对于士大夫来说,学而优则仕是第一步,这个容易做到。但是,如何学以致用,做个好官,却是被许多学有所成的人走歪的路。范仲淹走上仕途时,北宋建国已有六十年,承平日久,王朝的堤坝虽已筑牢,但隐患也已日积月累,是他最先发现了蚁穴,发现了这种富贵风流不能长久。自古以来,“穷则独善其身,达则兼济天下”已经成为封建士大夫进身退步的信条,范仲淹写这篇文章的时候也贬官在外,是“迁客骚人”,正“处江湖之远”,本来也可以采取独善其身的态度,乐山乐水,宠辱皆忘,可是他此时呈给仁宗的奏折《答手诏条陈十事》仍像诸葛亮的《前出师表》一样,充满了初出茅庐的激情,奏折中概述了北宋的军政之忧,提出了文治武功的治国纲要,指出士大夫为政为人应该敦礼教,厚风俗,识大体这些大方向,将个人的荣辱升迁全然置之度外,真刀真枪践行着“不以物喜,不以己悲”“先天下之忧而忧,后天下之乐而乐”“进亦忧,退亦忧”的真儒怀抱。他的“忧”博大精深,容易理解,他的“乐”,可理解为“孔门三乐”,也可理解为忧世乐天,是为人处世的大道理,但绝不是一般的低俗享乐。欧阳修赞《岳阳楼记》说:“凿凿乎如五谷之疗饥,与世之图章绘句、不根事实者,不可同年而语也。”五谷可以疗饥,范文正公的境界,可以疗士大夫的精神。他用一生知行倡导的“先忧后乐”的节操,为儒家入世精神树立了一个新的坐标,成为中华文明史上闪灼异彩的精神富矿,是为官者的万世真法。
宋朝人物,以范仲淹为第一,已成千载共识。
一个小吏之后,两岁失怙,家无片瓦锥地,与寡母寄存荒庙两载,四岁时随母改适异姓,幸得继父怜爱,辛苦供读以至成材。从这些早年的经历中,我想,范仲淹或许就是宋朝皇室遗落在民间的一个遗孤,他生来人品贵重,有如潜龙在田,历百劫而不死,自得天地神灵化育。就像他成名成家后,做的第一件事就是重修范氏家谱,认祖归宗一样,他从草民成为国家栋梁后,也只有一个目标,就是要为北宋的江山传承做忠臣良将,因为宋朝的江山就是他的江山。检点他一生的见识与才力,他最适合的角色,其实应该是他那一朝的皇帝。

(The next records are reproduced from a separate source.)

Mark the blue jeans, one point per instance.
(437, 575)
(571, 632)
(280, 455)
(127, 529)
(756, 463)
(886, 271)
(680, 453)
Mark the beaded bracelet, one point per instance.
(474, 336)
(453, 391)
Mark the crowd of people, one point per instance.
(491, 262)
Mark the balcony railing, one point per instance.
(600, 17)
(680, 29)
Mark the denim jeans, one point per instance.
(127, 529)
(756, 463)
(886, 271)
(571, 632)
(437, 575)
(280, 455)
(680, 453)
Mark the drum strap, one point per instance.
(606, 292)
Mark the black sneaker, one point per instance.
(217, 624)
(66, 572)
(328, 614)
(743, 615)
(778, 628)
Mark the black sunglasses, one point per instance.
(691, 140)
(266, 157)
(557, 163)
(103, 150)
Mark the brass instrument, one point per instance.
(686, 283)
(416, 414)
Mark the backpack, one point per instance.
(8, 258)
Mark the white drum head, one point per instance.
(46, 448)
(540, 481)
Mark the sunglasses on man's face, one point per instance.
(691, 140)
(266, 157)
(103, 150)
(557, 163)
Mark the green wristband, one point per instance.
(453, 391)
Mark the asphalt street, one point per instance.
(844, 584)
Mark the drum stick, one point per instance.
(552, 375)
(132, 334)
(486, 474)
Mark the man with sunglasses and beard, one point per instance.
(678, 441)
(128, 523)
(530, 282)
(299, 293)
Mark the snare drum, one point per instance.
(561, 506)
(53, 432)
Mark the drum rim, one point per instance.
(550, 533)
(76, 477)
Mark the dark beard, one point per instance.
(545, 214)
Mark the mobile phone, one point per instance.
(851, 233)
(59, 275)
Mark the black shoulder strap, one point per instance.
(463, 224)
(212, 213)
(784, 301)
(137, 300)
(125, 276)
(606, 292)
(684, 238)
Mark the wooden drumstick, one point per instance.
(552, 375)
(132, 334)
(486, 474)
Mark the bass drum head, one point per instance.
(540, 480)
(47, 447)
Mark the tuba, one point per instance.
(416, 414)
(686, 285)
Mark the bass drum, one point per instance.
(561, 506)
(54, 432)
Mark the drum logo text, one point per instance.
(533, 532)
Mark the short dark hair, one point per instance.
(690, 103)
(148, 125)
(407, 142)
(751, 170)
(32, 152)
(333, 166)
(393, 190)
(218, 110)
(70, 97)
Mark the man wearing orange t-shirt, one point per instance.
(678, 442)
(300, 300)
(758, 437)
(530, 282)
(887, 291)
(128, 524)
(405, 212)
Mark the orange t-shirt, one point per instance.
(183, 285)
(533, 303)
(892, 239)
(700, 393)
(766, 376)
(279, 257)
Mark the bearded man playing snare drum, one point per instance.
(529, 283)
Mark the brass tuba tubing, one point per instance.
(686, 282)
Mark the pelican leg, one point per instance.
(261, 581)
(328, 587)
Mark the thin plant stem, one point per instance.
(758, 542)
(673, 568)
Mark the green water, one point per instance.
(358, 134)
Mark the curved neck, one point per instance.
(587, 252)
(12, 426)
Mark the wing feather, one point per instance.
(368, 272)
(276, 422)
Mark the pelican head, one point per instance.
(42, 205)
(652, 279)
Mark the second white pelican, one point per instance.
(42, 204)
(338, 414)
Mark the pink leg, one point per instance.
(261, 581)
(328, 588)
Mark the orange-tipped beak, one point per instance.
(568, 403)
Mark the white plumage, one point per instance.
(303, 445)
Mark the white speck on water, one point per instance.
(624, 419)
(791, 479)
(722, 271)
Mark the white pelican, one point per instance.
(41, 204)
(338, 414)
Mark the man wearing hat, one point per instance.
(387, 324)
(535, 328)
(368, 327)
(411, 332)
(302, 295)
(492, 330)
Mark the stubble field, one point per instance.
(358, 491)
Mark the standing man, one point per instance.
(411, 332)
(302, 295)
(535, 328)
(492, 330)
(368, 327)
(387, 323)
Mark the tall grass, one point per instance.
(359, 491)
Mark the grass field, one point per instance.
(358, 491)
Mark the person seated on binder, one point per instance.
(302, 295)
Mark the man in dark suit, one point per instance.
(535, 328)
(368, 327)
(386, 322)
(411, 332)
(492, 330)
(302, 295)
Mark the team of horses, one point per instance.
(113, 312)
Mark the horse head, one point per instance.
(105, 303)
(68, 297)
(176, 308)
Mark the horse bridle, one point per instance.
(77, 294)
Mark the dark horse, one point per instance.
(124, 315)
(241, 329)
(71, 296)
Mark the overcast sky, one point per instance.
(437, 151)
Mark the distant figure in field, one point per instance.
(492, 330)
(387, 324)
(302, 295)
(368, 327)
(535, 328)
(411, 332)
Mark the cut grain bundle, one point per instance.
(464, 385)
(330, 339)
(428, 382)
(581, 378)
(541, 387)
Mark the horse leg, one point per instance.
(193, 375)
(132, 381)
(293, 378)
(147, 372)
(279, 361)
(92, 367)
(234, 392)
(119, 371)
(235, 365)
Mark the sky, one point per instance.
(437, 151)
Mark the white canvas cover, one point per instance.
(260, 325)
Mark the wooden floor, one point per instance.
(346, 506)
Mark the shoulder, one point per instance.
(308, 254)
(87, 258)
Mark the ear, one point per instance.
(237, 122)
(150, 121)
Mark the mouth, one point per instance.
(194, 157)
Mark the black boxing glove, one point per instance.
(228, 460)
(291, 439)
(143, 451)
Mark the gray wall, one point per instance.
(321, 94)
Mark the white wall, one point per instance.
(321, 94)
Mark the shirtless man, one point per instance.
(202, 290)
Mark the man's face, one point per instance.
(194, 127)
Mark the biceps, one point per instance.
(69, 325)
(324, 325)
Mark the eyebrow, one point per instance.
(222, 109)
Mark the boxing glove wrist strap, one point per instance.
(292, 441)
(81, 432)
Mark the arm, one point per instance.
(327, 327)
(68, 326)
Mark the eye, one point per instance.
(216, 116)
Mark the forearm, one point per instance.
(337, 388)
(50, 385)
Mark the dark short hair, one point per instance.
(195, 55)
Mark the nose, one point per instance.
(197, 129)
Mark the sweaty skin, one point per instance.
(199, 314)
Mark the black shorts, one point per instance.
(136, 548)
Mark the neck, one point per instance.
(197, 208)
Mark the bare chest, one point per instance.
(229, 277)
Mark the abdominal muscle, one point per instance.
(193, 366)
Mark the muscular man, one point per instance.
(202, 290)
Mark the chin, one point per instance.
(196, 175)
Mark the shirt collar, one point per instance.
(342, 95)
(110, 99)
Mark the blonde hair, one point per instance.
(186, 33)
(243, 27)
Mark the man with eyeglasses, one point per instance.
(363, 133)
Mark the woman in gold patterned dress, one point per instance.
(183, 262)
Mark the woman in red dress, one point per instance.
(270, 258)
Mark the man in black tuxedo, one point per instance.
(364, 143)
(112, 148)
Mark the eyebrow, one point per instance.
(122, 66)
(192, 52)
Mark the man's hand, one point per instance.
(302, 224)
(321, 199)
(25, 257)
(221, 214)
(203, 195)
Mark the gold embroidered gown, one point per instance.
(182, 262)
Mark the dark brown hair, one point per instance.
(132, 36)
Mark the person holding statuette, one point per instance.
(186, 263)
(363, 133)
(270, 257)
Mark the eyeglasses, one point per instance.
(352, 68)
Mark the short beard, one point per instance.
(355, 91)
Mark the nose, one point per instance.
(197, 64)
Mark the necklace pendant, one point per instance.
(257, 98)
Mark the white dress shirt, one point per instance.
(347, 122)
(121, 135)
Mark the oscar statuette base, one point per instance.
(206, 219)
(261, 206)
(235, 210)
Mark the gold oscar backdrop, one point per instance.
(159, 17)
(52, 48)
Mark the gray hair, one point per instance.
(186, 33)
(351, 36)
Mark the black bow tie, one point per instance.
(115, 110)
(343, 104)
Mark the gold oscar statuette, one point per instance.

“不为良相,愿为良医。”这是范仲淹的名言。良相与良医,一为官宦,一为庶民。为官,他希望幸遇明主,得其政治主张,兴国利民。若不能为官,于百工之中,他愿选择为医,以行救人利物之善,他说:“夫不能利泽生民,非大丈夫平生之志。”
范仲淹一生风尘仆仆,像出没风波里的一叶孤舟,上马为将,下马为相,上承社稷,下怜苍生,文武兼备,用梦想照耀现实,没有时间把酒临风,参禅悟道,最终过劳死于任上。作为文臣,他取“文死谏”的态度,多次直言犯上,每遇大事临朝,他都郑重别过妻儿,交待好后事,说一句“宁鸣而死,不默而生”,然后绝尘而去,时刻准备做社稷的祭品;数次贬放,他本着“世间荣辱何须道”的心态,不计名利,尊贤使能,信忠纳谏,常日奔走在田间地头,救灾前线,广施仁政,造福一方。作为武将,他轮台戍边,运筹帷幄,有勇有谋,不战而屈人之兵,有如宋朝的万里长城,定海神针。作为宋学开山、士林领袖,他开风气之先,以文章议论本儒宗仁,以人格魅力言传身教,悉心培养和荐拔人才,桃李满天下。作为一个高级官员,他家风纯朴,对子孙要求严格,奔走一生,至晚年自家却“田园未立,居无定所”,临终在呈给皇帝的《遗表》中,他一言不及私事,只为社稷黎民担忧……
千载范文正公,一生横平竖直,方方正正,立得起一个大大的“正”字。
苏轼赞曰:“其于仁义礼乐,忠信孝悌,盖如饥渴之于饮食,欲须臾忘而不可得。如火之热,如水之湿,盖其天性有不得不然者。”范文正公的不世才量,以及诸般立身大节,一定让苏轼和我们一样,百思不得其解。苏轼最后的结论是,就像火本来温暖,水本来润泽一样,他就是衔着《论语》出生的这样一个天生君子,一生都踏着《论语》的节奏走来走去,我们终其一生学养而不能得的仁义礼乐,忠信孝悌,对他而言,就像人要饥餐渴饮一样,是天性使然,家常功课。没有人要求他鞠躬尽瘁,死而后已,可是似乎就有一种力量,让他心急如火,分分秒秒,不得不这么做。想想,如果只是为挣功名,他不必常常九死不悔;如果功名是为了换富贵,他为什么贫贱不移;如果仅仅是为了万世之名,这个空名就有了我们不能高攀的意义,就是老子说的“道可道,非常道”,就是庄子说的“有情有信,无为无形,可传而不可受,可得而不可见”。一个人能才兼文武,出将入相,博文约礼,集所有名器于一身,这种千年等一回的人物,只能让天下苍生徒生万千感慨,歌唱欢呼。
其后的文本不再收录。